3

I have two collections:

USERS:

  • { id:"aaaaaa" age:19 , sex:"f" }
  • { id:"bbbbbb" age:30 , sex:"m" }

REVIEWS:

  • { id:777777 , user_id:"aaaaaa" , text:"some review data" }
  • { id:888888 , user_id:"aaaaaa" , text:"some review data" }
  • { id:999999 , user_id:"bbbbbb" , text:"some review data" }

I would like to findAll REVIEWS Where sex=f and age>18

( I dont want to nest because the reviews collection will be huge )

Mario S
  • 11,715
  • 24
  • 39
  • 47
Om Solari
  • 207
  • 1
  • 4
  • 13

2 Answers2

2

You should include user's data into each review (a.k.a. as denormalizing):

{ id:777777 , user: { id:"aaaaaa", age:19 , sex:"f" } , text:"some review data" }
{ id:888888 , user: { id:"aaaaaa", age:19 , sex:"f" } , text:"some other review data" }
{ id:999999 , user: { id:"bbbbbb", age:20 , sex:"m" } , text:"mome review data" }

Here, read this link on MongoDB Data Modeling:

A Note on Denormalization

Relational purists may be feeling uneasy already, as if we were violating some universal law.
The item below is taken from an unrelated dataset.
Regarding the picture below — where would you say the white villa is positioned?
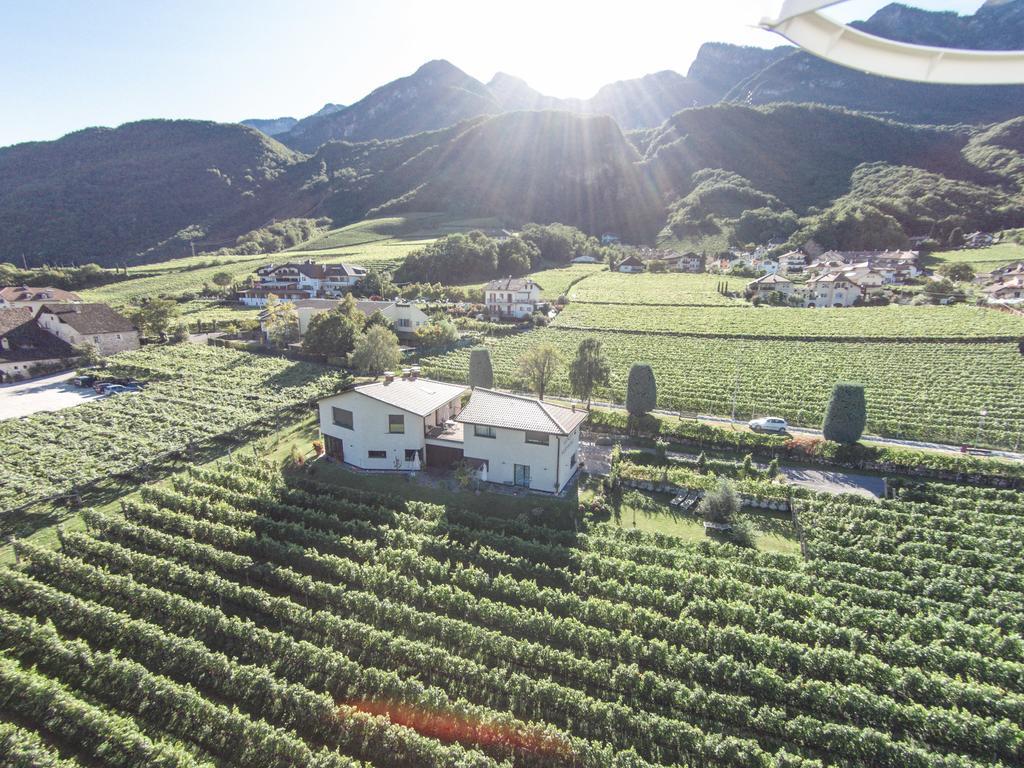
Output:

But let's bear in mind that MongoDB collections are not equivalent to relational tables; each serves a unique design objective. A normalized table provides an atomic, isolated chunk of data. A document, however, more closely represents an object as a whole. In the case of a social news site, it can be argued that a username is intrinsic to the story being posted.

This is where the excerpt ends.